It's hilarious seeing all these guys try to think of gifts for a woman. Haha. I can't say y'all are doing a bad job though  Lucky girls. Except Ben. He's being a creep. Hahaha. But since a lot of you are suggesting pink stuff, I think you should check and make sure she even likes pink. My boyfriend knows me better than to get me anything pink. I'll accept it and like it, but he won't get the result he wants by giving it to me. Also, jewelry. All girls love getting jewelry. Some pretty bracelet or necklace or even a little ring works wonders.


----------



## Michaela MMM (Nov 29, 2011)

And make sure you just spend all day lovin on her and making her feel special. Show her you love her through your actions, not your gifts. More than anything, on my birthdays and for Christmas, I loved it when I got to spend the day with my very busy boyfriend. I could have went without the gifts at all if it meant spending time with him.


----------



## threetoe (May 13, 2011)

a $200.00 gift cert to Victoria's Secret. Good for both of you.


----------



## trapper.robi (Jul 9, 2011)

Make something. Best gift you can give. I write my girl at least a page long note every special occasion. Its something shell never forget, esp that first one. Then its kinda been our tradition ever since and we both love it, I have a big stack of notes i keep from her. Also jewlry is great and very special but know what she likes. Mine is gettting her first apartment this year and her birthday is july 14th so Im looking at target gift cards, a note, and fancy dinner. if not target might look at victoria secret gift card. That stuffs very expensive!!!


----------



## outdoorsman3 (Nov 15, 2010)

Michaela MMM said:


> And make sure you just spend all day lovin on her and making her feel special. Show her you love her through your actions, not your gifts. More than anything, on my birthdays and for Christmas, I loved it when I got to spend the day with my very busy boyfriend. I could have went without the gifts at all if it meant spending time with him.


PSHHH! if I got you lingerie and a case of beer for your birthday you would need to go stand in front of an air conditioner to cool off a bit.. hahaha jkk... but its a good idea :wink:


----------



## War_Valley_Boy (Sep 19, 2010)

Michaela MMM said:


> It's hilarious seeing all these guys try to think of gifts for a woman. Haha. I can't say y'all are doing a bad job though  Lucky girls.
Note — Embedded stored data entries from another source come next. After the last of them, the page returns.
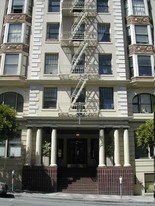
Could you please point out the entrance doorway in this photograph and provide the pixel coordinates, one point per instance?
(77, 152)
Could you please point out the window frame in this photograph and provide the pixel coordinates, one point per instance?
(103, 100)
(141, 34)
(17, 104)
(104, 32)
(51, 61)
(10, 65)
(52, 7)
(8, 144)
(103, 6)
(144, 65)
(52, 33)
(50, 101)
(143, 107)
(15, 35)
(17, 8)
(138, 10)
(105, 69)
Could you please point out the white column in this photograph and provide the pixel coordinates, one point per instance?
(116, 148)
(126, 148)
(53, 148)
(28, 146)
(101, 148)
(38, 146)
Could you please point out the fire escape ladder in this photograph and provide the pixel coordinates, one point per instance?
(78, 54)
(78, 90)
(77, 23)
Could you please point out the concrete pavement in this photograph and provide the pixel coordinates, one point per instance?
(85, 197)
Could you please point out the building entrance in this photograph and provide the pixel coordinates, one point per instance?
(76, 152)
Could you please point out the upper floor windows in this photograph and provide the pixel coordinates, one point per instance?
(80, 65)
(50, 98)
(144, 65)
(52, 31)
(18, 6)
(141, 32)
(143, 103)
(103, 32)
(138, 7)
(102, 6)
(15, 64)
(53, 5)
(106, 98)
(11, 64)
(12, 99)
(79, 35)
(51, 63)
(12, 147)
(105, 64)
(141, 65)
(14, 34)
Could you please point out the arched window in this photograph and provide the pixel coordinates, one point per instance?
(12, 99)
(143, 103)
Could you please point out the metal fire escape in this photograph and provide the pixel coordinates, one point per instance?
(84, 13)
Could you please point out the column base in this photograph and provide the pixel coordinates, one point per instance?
(102, 165)
(117, 165)
(53, 165)
(127, 165)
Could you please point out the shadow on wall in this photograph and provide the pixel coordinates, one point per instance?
(39, 178)
(10, 164)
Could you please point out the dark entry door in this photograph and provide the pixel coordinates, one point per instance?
(77, 151)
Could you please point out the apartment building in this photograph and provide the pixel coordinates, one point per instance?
(81, 76)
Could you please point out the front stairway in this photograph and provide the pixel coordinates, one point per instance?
(77, 180)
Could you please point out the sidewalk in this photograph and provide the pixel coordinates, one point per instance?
(85, 197)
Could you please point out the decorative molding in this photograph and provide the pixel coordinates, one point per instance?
(13, 18)
(138, 20)
(14, 47)
(141, 49)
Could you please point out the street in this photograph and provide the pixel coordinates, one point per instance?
(29, 201)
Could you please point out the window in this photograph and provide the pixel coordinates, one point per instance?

Except Ben. He's being a creep. Hahaha. But since a lot of you are suggesting pink stuff, I think you should check and make sure she even likes pink. My boyfriend knows me better than to get me anything pink. I'll accept it and like it, but he won't get the result he wants by giving it to me. Also, jewelry. All girls love getting jewelry. Some pretty bracelet or necklace or even a little ring works wonders.
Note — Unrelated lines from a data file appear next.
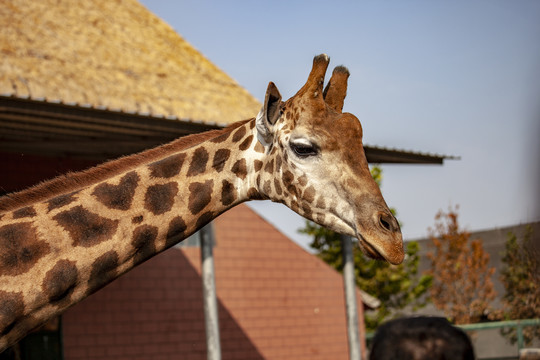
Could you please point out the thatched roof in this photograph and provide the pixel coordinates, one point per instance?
(114, 54)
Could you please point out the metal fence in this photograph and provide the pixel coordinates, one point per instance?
(519, 325)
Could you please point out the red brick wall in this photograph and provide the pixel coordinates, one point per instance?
(276, 301)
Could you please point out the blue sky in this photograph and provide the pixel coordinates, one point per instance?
(449, 77)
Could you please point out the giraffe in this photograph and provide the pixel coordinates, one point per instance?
(64, 239)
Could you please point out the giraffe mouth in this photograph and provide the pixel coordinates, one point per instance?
(369, 249)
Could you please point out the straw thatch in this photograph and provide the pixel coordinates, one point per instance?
(115, 54)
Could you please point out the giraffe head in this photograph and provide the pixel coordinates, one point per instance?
(316, 165)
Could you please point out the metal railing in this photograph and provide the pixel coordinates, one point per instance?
(517, 324)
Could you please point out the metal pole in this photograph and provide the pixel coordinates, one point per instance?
(350, 298)
(213, 346)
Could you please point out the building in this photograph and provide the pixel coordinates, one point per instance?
(84, 82)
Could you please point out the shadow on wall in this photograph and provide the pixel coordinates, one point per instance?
(155, 311)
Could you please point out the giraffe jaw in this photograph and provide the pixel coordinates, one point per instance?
(378, 252)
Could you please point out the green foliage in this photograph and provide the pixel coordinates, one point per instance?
(396, 286)
(520, 276)
(462, 286)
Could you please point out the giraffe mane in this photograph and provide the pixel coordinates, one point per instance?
(73, 181)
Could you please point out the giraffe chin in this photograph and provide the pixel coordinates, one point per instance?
(369, 250)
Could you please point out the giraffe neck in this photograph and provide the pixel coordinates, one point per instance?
(56, 252)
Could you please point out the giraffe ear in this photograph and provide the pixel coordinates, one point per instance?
(269, 114)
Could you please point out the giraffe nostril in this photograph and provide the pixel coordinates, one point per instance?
(386, 222)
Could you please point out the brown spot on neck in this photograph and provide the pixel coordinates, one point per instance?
(168, 167)
(239, 134)
(198, 162)
(20, 248)
(240, 168)
(60, 281)
(118, 196)
(28, 211)
(200, 195)
(220, 158)
(75, 181)
(11, 310)
(160, 198)
(143, 243)
(86, 228)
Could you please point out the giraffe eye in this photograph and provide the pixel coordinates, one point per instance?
(303, 150)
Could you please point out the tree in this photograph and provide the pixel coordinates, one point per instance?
(396, 286)
(520, 276)
(462, 285)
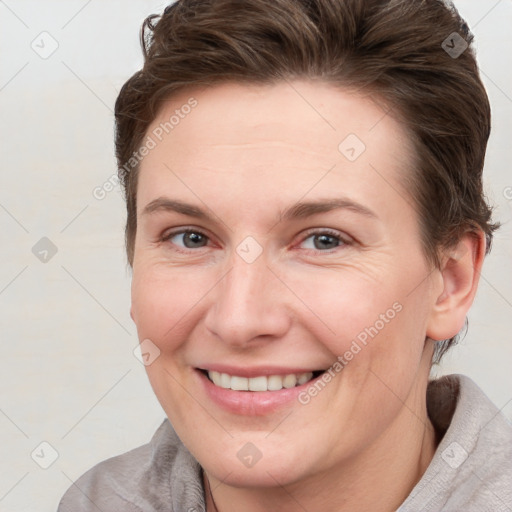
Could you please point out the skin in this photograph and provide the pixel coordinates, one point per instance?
(245, 154)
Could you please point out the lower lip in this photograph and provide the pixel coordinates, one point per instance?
(252, 403)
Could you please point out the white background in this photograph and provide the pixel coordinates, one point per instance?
(68, 373)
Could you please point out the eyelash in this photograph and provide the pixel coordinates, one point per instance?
(344, 241)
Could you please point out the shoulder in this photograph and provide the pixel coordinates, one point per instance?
(472, 467)
(148, 478)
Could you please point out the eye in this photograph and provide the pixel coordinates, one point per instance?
(324, 240)
(189, 238)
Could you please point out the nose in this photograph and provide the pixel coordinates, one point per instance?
(248, 304)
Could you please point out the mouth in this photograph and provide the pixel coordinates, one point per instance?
(262, 383)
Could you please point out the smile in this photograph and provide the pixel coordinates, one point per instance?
(260, 383)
This lol my girlfriend HATES pink she is more of Purple and teal colors she thinks i'm weird because I love the color orange but anyways she is a prude haha.... ( don't tell her I said this ) But I know not to get anything pink...


----------



## Michaela MMM (Nov 29, 2011)

I don't know about y'all's women, but I wouldn't want to get lingerie from a boyfriend. Haha. It comes off kind of sleazy to me. Plus I don't want the hassle of trying to keep it from or explaining it to my parents but mine are more overbearing. Also, I can get stuff just as cute as Victoria's Secret at like Goody's. Or Belks. For half the price. Won't last worth s*** but that just means there's always a new pair


----------



## Bow Predator (Oct 19, 2010)

Outdoorsman3 it seems like every time I get on here you're bragging about something about some girl. From the looks of it you either let out way to much information or the only things you "get lucky" with are store bought or HANDmade. I haven't read all the posts on here but just get her something unique. Doesn't have to be extravagant or expensive. Make her feel unique, like it's something you had to think about that's just for her. Make her feel like she's your one in a billion.


----------